Leading the market lower were some stocks that suffered more individual bad news. General Electric (NYSE:GE), PG&E (NYSE:PCG), and Yelp (NYSE:YELP) were among the worst performers on the day. Below, we'll look more closely at these companies to explain why their stocks did so poorly.
GE has further to fall, analysts say
General Electric's share price dropped 5%, adding to its previous huge losses in 2018, as prominent stock analysts weighed in against the industrial conglomerate. JPMorgan cut its price target on GE by 40% to just $6 per share, and reiterated its underweight rating on the stock. Among the factors leading to that negative outlook were GE's dividend cut and the downgrading of its credit rating by Moody's from A2 to Baa1. General Electric was quick to deny that it had any liquidity problems, but until it shows its growth strategy is working again, many investors will likely continue to shy away, despite GE stock having fallen to its least-expensive price in eight years.

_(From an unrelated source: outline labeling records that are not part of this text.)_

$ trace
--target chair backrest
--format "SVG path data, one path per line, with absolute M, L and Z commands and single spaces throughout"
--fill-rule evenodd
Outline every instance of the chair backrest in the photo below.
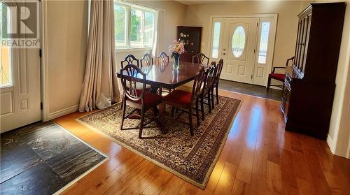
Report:
M 123 68 L 125 66 L 130 64 L 136 65 L 137 67 L 140 67 L 139 59 L 137 59 L 133 55 L 127 55 L 127 57 L 125 57 L 125 59 L 123 61 L 120 62 L 120 67 Z
M 144 94 L 146 91 L 146 74 L 136 66 L 129 64 L 120 69 L 120 80 L 124 94 L 132 101 L 141 99 L 144 103 Z M 142 89 L 141 89 L 141 86 L 136 85 L 137 82 L 144 84 Z
M 141 67 L 151 66 L 153 65 L 153 58 L 150 54 L 146 53 L 140 60 Z
M 209 58 L 203 53 L 198 53 L 192 57 L 192 63 L 208 65 L 209 64 Z
M 289 61 L 292 61 L 292 65 L 294 64 L 294 58 L 295 58 L 294 56 L 290 57 L 290 59 L 287 59 L 287 62 L 286 62 L 286 67 L 288 66 L 288 64 L 289 64 Z
M 196 73 L 195 81 L 193 82 L 193 87 L 192 87 L 191 101 L 195 101 L 198 98 L 201 92 L 202 85 L 204 80 L 205 68 L 201 66 Z
M 210 66 L 206 68 L 206 71 L 204 73 L 204 82 L 203 83 L 203 89 L 202 89 L 202 93 L 207 92 L 214 85 L 214 82 L 216 81 L 216 64 L 215 62 L 212 62 L 210 64 Z
M 223 59 L 220 59 L 219 62 L 216 65 L 216 71 L 215 73 L 214 83 L 218 83 L 220 80 L 220 75 L 221 75 L 221 71 L 223 71 Z
M 162 52 L 157 57 L 157 62 L 158 64 L 164 64 L 168 63 L 169 56 L 164 52 Z

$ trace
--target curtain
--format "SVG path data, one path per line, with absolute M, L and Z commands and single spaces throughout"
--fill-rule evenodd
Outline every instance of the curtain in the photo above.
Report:
M 162 29 L 163 29 L 163 10 L 158 9 L 157 10 L 155 15 L 155 21 L 156 27 L 155 27 L 155 38 L 153 41 L 153 48 L 152 49 L 152 55 L 153 57 L 158 57 L 159 54 L 162 52 L 162 48 L 160 45 L 162 45 Z
M 105 108 L 120 97 L 115 73 L 113 1 L 91 1 L 79 111 Z

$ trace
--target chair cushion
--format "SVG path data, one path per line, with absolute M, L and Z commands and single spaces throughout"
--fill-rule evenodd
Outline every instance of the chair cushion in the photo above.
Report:
M 284 78 L 286 78 L 285 74 L 279 74 L 279 73 L 270 73 L 269 74 L 269 77 L 280 80 L 280 81 L 284 81 Z
M 137 94 L 140 94 L 142 90 L 136 89 L 136 92 Z M 162 103 L 162 97 L 158 94 L 153 94 L 148 91 L 145 91 L 145 93 L 144 94 L 144 103 L 145 103 L 146 106 L 157 106 Z M 128 100 L 132 101 L 130 99 Z M 141 99 L 136 101 L 136 102 L 139 104 L 142 103 Z
M 191 103 L 191 96 L 192 93 L 180 89 L 174 89 L 164 96 L 163 99 L 178 104 L 188 105 Z

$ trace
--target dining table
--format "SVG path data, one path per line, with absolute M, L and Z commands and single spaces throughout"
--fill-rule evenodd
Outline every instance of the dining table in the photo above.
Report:
M 141 67 L 146 74 L 146 84 L 153 88 L 175 89 L 183 84 L 195 80 L 198 68 L 202 64 L 187 62 L 179 62 L 178 69 L 173 68 L 173 62 L 169 62 L 160 64 L 153 64 Z M 123 75 L 127 76 L 126 72 Z M 120 78 L 120 72 L 117 72 L 117 77 Z M 143 82 L 142 75 L 139 74 L 136 79 Z

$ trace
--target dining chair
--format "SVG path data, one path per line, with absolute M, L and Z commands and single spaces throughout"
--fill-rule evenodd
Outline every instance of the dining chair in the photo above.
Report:
M 284 82 L 284 78 L 286 78 L 286 74 L 285 73 L 283 73 L 283 74 L 281 74 L 281 73 L 275 73 L 275 71 L 276 71 L 276 68 L 283 68 L 283 69 L 287 68 L 288 65 L 290 61 L 292 62 L 292 64 L 294 64 L 294 57 L 292 57 L 290 59 L 287 59 L 287 62 L 286 62 L 286 66 L 284 66 L 284 67 L 274 67 L 272 73 L 271 73 L 269 74 L 269 78 L 267 80 L 267 88 L 266 89 L 267 92 L 269 91 L 269 89 L 270 89 L 270 86 L 276 86 L 276 87 L 281 87 L 281 88 L 284 87 L 284 83 L 283 84 L 283 85 L 271 85 L 271 79 L 273 78 L 274 80 L 279 80 L 281 82 Z
M 158 64 L 169 63 L 169 56 L 164 52 L 162 52 L 157 57 L 157 63 Z
M 153 65 L 153 58 L 150 54 L 146 53 L 145 55 L 144 55 L 144 57 L 140 60 L 140 62 L 141 62 L 141 67 L 151 66 L 152 65 Z
M 202 120 L 204 120 L 204 104 L 208 105 L 209 113 L 211 113 L 211 108 L 214 104 L 213 86 L 215 82 L 216 73 L 216 64 L 215 62 L 210 64 L 210 66 L 206 68 L 203 78 L 203 87 L 202 88 L 199 101 L 200 101 L 200 108 L 202 112 Z M 206 99 L 207 103 L 205 103 L 204 99 Z
M 211 94 L 213 96 L 213 108 L 214 106 L 214 96 L 216 98 L 216 104 L 218 104 L 218 83 L 220 81 L 220 75 L 221 75 L 221 71 L 223 71 L 223 59 L 220 59 L 219 62 L 216 65 L 216 72 L 215 74 L 214 83 L 213 85 L 213 87 L 211 89 Z M 214 89 L 215 89 L 215 95 L 214 95 Z
M 126 73 L 123 74 L 124 73 Z M 120 80 L 124 91 L 122 97 L 122 115 L 120 124 L 120 130 L 134 129 L 136 128 L 123 128 L 124 120 L 133 114 L 140 117 L 139 138 L 142 138 L 142 129 L 144 127 L 152 122 L 155 122 L 160 131 L 163 133 L 162 125 L 158 119 L 157 106 L 162 103 L 162 96 L 156 94 L 150 93 L 146 90 L 146 74 L 136 66 L 130 64 L 125 68 L 120 69 Z M 137 82 L 142 83 L 142 88 L 139 87 Z M 134 109 L 125 116 L 126 106 L 134 107 Z M 153 108 L 153 117 L 146 123 L 144 123 L 145 113 Z M 135 111 L 141 110 L 141 115 L 135 113 Z M 136 127 L 137 128 L 137 127 Z
M 136 62 L 136 63 L 135 63 Z M 139 66 L 139 61 L 138 59 L 136 59 L 133 55 L 128 55 L 124 59 L 123 61 L 120 62 L 120 67 L 122 68 L 124 68 L 124 66 L 126 66 L 127 64 L 136 64 L 137 65 L 137 67 L 140 67 Z
M 208 66 L 209 64 L 209 58 L 203 53 L 198 53 L 192 57 L 192 63 L 197 63 Z
M 198 126 L 200 124 L 200 112 L 198 108 L 198 96 L 200 94 L 204 76 L 204 67 L 201 66 L 196 73 L 195 81 L 193 82 L 192 92 L 188 92 L 181 89 L 174 89 L 169 94 L 163 97 L 163 108 L 165 108 L 167 104 L 172 106 L 172 117 L 174 117 L 174 110 L 175 108 L 180 111 L 182 111 L 176 117 L 174 118 L 175 120 L 178 118 L 183 113 L 188 113 L 189 122 L 188 124 L 190 125 L 190 131 L 192 136 L 194 135 L 193 124 L 192 122 L 192 117 L 193 114 L 192 110 L 194 106 L 195 106 L 195 109 L 197 117 L 197 124 Z

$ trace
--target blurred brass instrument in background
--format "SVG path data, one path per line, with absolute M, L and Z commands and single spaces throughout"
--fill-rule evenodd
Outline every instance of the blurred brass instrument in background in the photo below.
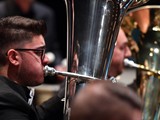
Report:
M 134 54 L 138 64 L 132 67 L 138 68 L 137 93 L 144 102 L 143 120 L 160 120 L 160 6 L 132 9 L 122 26 L 128 38 L 134 39 L 139 47 Z

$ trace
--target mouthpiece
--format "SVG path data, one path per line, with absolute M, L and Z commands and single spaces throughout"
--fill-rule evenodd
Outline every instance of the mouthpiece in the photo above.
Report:
M 77 74 L 77 73 L 57 71 L 57 70 L 55 70 L 53 67 L 49 67 L 48 65 L 46 65 L 46 66 L 44 67 L 44 74 L 45 74 L 45 76 L 48 76 L 48 75 L 50 75 L 50 76 L 62 75 L 62 76 L 82 78 L 82 79 L 97 79 L 97 78 L 95 78 L 95 77 L 86 76 L 86 75 L 81 75 L 81 74 Z

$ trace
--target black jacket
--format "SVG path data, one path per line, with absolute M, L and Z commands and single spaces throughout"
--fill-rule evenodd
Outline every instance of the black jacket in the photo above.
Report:
M 40 106 L 28 104 L 30 90 L 0 76 L 0 120 L 63 120 L 63 102 L 56 96 Z

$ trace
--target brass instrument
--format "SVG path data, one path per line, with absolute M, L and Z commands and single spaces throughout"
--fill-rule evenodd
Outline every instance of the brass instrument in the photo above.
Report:
M 130 17 L 130 15 L 148 11 L 147 15 L 142 14 L 141 20 L 145 23 L 139 24 L 140 16 Z M 148 17 L 143 19 L 144 17 Z M 144 67 L 141 69 L 134 65 L 137 69 L 137 93 L 144 102 L 143 120 L 160 120 L 160 6 L 149 5 L 133 9 L 128 12 L 125 19 L 130 18 L 131 24 L 126 24 L 126 32 L 128 36 L 137 40 L 139 52 L 136 53 L 136 62 Z M 137 20 L 138 19 L 138 20 Z M 125 21 L 124 21 L 125 22 Z M 122 23 L 124 25 L 124 23 Z M 125 26 L 124 26 L 125 27 Z M 145 27 L 145 29 L 143 29 Z M 134 33 L 139 33 L 139 35 Z M 137 36 L 136 36 L 137 35 Z
M 67 71 L 107 79 L 121 21 L 129 7 L 148 0 L 65 0 L 67 14 Z M 66 74 L 67 75 L 67 74 Z M 70 102 L 87 81 L 66 77 L 64 119 Z

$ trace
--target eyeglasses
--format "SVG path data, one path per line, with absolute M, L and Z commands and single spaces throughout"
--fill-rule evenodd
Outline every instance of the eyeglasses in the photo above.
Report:
M 41 60 L 43 61 L 44 57 L 45 57 L 45 48 L 38 48 L 38 49 L 25 49 L 25 48 L 16 48 L 14 50 L 17 51 L 33 51 L 37 56 L 39 56 L 41 58 Z

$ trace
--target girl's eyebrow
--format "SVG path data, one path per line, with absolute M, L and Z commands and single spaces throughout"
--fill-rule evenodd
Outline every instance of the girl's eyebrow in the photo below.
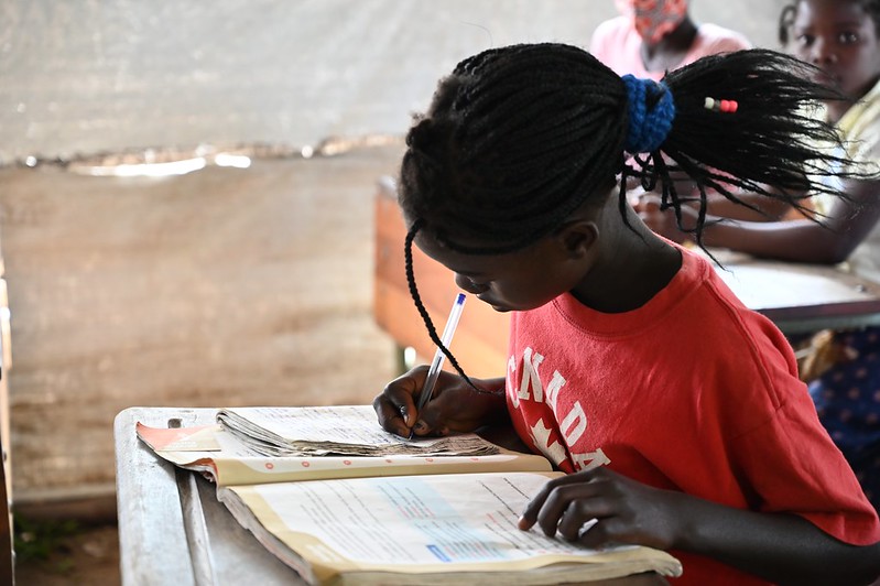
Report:
M 455 274 L 460 274 L 463 276 L 482 276 L 482 273 L 476 271 L 458 271 L 456 269 L 452 270 Z

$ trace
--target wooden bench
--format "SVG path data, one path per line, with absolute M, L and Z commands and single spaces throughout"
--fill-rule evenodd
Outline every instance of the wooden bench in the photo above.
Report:
M 381 177 L 376 195 L 376 269 L 373 314 L 399 348 L 411 347 L 427 361 L 436 346 L 410 296 L 403 261 L 406 227 L 403 221 L 393 180 Z M 460 292 L 453 273 L 413 247 L 413 268 L 419 293 L 438 332 L 443 330 L 455 295 Z M 506 372 L 508 314 L 498 313 L 485 303 L 470 299 L 465 305 L 452 351 L 465 372 L 478 378 L 501 377 Z M 445 367 L 449 369 L 448 361 Z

PG&E gets burned one more time
PG&E took a 16% share price hit after it once again had to respond to wildfires in California. The Golden State utility company had already told some of its customers to prepare for a potential public safety power shutoff as a proactive measure due to dangerous fire conditions, and it announced earlier this week that it would spend $6 billion on wildfire safety between now and 2023. Yet with authorities already looking at the source of the ongoing wildfires in the state -- which have caused several deaths already -- shareholders worry that PG&E might once again find itself held liable, and on the hook for damages. That was enough to wipe out the utility's share-price gains for the year, and absent government intervention, an actual adverse decision could levy a toll on the company's bottom line.
Yelp needs help
Finally, Yelp finished down sharply, off 26% on the day. The social media review site reported third-quarter revenue gains that weren't quite as strong as most of those following the stock had expected to see, and several stock analyst companies weighed in against Yelp and its review-based business model. CEO Jeremy Stoppelman tried to argue that Yelp's business-model shift toward less rigid advertising terms will eventually pay off with greater revenue and profits, but for now, the move leaves it vulnerable to some short-term disruptions. Shareholders didn't seem convinced about the temporary nature of Yelp's problems, and the company will likely need to provide more reassurance in order to restore investor confidence in the stock.